Instance-based Learning

Instance-based Learning #

Instance-based learning is a family of methods that do not build one explicit global model during training. Instead, they store training examples and delay most of the work until a new query arrives.

When a new point must be classified or predicted, the algorithm compares it with previously seen examples, finds the most relevant neighbours, and uses them to produce the answer.

Instance-based Learning covers three linked ideas:

  • $k$-Nearest Neighbour (KNN) learning
  • Locally Weighted Regression (LWR)
  • Radial Basis Functions (RBF)

Key takeaway: Instance-based learning is a lazy learning approach. Training is usually cheap because we mainly store the data. Prediction is more expensive because the algorithm must search for similar records at query time. The most important ideas for exams are: choosing a good distance measure, choosing $k$, understanding weighted neighbours, and knowing why nearby data should matter more than faraway data.


Model-Based vs Instance-Based #

Model-based methods try to learn a compact predictive model during training. Examples include Linear Regression, Logistic Regression, and Decision Trees. Instance-based learning keeps the training data instead, postponing most computation until prediction time.
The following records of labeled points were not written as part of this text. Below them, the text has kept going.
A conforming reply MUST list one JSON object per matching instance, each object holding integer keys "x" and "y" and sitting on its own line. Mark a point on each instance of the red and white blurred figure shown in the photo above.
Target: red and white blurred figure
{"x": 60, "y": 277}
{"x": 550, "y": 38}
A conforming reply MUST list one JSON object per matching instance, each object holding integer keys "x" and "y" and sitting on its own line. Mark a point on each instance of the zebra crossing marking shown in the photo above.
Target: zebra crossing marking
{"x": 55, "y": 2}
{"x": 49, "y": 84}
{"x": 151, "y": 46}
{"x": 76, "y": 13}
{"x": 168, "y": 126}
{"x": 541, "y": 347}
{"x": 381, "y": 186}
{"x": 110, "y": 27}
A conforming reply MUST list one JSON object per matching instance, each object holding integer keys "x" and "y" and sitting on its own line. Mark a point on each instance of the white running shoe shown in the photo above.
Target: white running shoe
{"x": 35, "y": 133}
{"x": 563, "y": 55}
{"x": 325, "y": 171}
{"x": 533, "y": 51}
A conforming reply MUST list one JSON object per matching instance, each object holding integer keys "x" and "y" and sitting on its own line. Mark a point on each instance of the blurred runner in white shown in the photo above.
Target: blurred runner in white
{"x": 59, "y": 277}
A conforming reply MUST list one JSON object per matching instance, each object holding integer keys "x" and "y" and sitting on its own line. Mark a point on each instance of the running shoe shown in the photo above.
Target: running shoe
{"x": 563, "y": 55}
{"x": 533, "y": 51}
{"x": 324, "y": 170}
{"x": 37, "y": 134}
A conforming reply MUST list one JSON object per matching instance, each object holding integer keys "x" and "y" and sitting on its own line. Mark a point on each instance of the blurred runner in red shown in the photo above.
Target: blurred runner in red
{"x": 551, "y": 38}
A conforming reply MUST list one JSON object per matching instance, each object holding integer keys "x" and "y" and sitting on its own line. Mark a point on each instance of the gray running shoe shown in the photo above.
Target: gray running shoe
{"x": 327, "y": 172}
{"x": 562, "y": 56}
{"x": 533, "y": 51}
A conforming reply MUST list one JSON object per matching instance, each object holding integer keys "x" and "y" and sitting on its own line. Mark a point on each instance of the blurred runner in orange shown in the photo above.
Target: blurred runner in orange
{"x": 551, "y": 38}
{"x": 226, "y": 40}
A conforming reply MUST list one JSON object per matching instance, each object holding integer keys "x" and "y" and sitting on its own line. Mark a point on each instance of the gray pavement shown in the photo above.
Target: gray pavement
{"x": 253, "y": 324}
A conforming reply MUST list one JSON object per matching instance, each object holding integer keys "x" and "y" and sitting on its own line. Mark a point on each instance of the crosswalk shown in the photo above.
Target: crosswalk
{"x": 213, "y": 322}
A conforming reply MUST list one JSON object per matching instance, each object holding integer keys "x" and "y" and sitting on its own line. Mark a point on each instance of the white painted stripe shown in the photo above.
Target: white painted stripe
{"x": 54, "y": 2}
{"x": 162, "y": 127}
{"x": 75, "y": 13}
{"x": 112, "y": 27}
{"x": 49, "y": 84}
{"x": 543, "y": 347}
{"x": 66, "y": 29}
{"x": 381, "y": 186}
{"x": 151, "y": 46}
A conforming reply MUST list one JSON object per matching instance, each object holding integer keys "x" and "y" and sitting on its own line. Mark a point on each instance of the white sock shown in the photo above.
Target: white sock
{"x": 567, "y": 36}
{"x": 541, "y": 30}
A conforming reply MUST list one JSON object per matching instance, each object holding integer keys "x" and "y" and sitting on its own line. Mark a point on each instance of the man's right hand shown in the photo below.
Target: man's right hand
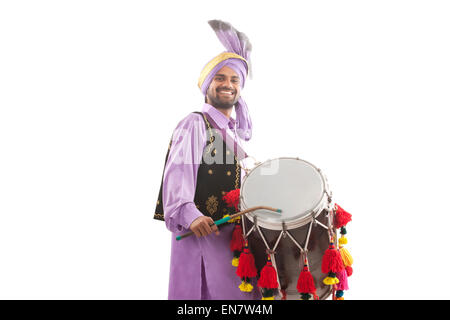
{"x": 202, "y": 226}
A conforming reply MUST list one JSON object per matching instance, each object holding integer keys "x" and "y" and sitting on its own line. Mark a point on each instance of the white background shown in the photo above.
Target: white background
{"x": 90, "y": 92}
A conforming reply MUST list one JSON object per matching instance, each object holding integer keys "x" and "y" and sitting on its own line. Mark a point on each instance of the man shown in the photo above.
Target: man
{"x": 202, "y": 164}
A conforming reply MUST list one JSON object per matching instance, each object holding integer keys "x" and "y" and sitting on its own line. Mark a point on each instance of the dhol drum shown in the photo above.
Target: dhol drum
{"x": 303, "y": 229}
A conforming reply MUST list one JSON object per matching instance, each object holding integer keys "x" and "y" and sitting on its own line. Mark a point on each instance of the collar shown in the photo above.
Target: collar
{"x": 219, "y": 118}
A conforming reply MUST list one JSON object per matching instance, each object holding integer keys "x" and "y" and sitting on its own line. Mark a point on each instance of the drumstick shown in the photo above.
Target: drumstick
{"x": 223, "y": 220}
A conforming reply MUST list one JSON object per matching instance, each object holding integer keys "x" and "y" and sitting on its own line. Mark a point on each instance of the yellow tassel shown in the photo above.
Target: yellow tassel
{"x": 246, "y": 287}
{"x": 346, "y": 257}
{"x": 330, "y": 281}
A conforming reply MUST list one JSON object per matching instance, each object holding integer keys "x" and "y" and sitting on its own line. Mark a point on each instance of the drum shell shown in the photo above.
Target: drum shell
{"x": 289, "y": 259}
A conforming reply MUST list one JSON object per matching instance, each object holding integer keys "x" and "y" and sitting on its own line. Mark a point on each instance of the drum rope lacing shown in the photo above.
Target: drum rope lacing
{"x": 284, "y": 233}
FeatureInstance-Based LearningModel-Based Learning
ApproachMemorises examplesLearns general patterns/rules
Training TimeMinimal (just stores data)Can be long (building the model)
Prediction TimeSlow (searches all data)Fast (uses a pre-built formula)
StorageHigh (must keep all data)Low (only stores the model)
AdaptabilityAdapts instantly to new dataRequires retraining to update
graph LR
    IBL[Instance-Based Learning]
    IBL --> Numeric[Numerical / Distance-Based]
    IBL --> Symbolic[Symbolic / Reasoning-Based]
    IBL --> Density[Density / Distribution-Based]
    Numeric --> KNN[k-Nearest Neighbours]
    Numeric --> LWR[Locally Weighted Regression]
    Numeric --> RBF[Radial Basis Functions]
    Numeric --> LVQ[Learning Vector Quantization]
    Symbolic --> CBR[Case-Based Reasoning]
    Density --> KDE[Kernel Density Estimation]
    Density --> PW[Parzen Windows]
    style IBL fill:#F8D7E8,stroke:#7A6170,stroke-width:3px,color:#2F2F2F
    style Numeric fill:#D8EAFE,stroke:#5E7084,color:#2F2F2F
    style Symbolic fill:#DDF5E4,stroke:#637A68,color:#2F2F2F
    style Density fill:#FFF1C7,stroke:#8A7A54,color:#2F2F2F
    style KNN fill:#E6E0FF,stroke:#6F6690,color:#2F2F2F
    style LWR fill:#D7F3F0,stroke:#5B7D7A,color:#2F2F2F
    style RBF fill:#FFE0CC,stroke:#8B6A58,color:#2F2F2F
    style LVQ fill:#EDE7D9,stroke:#7B7062,color:#2F2F2F
    style CBR fill:#E2F0CB,stroke:#687A55,color:#2F2F2F
    style KDE fill:#FFE5EC,stroke:#8A6570,color:#2F2F2F
    style PW fill:#FDE2E4,stroke:#8A6570,color:#2F2F2F
flowchart LR
  A[Training data] --> B{Learning style}
  B --> C[Model-based learning]
  B --> D[Instance-based learning]
  C --> E[Learn parameters or rules during training]
  C --> F[More training time]
  C --> G[Less prediction time]
  D --> H[Store training instances]
  D --> I[Less training time]
  D --> J[More prediction time]
  style A fill:#FFF1C7,stroke:#8A7A54,color:#2F2F2F
  style B fill:#F8D7E8,stroke:#7A6170,color:#2F2F2F
  style C fill:#D8EAFE,stroke:#5E7084,color:#2F2F2F
  style D fill:#DDF5E4,stroke:#637A68,color:#2F2F2F
  style E fill:#EAF4FF,stroke:#6B7D90,color:#2F2F2F
  style F fill:#EAF4FF,stroke:#6B7D90,color:#2F2F2F
  style G fill:#EAF4FF,stroke:#6B7D90,color:#2F2F2F
  style H fill:#EAF8EE,stroke:#637A68,color:#2F2F2F
  style I fill:#EAF8EE,stroke:#637A68,color:#2F2F2F
  style J fill:#EAF8EE,stroke:#637A68,color:#2F2F2F

Eager Learners vs Lazy Learners #

Model-based methods are often called eager learners — they spend more effort during training and less during prediction.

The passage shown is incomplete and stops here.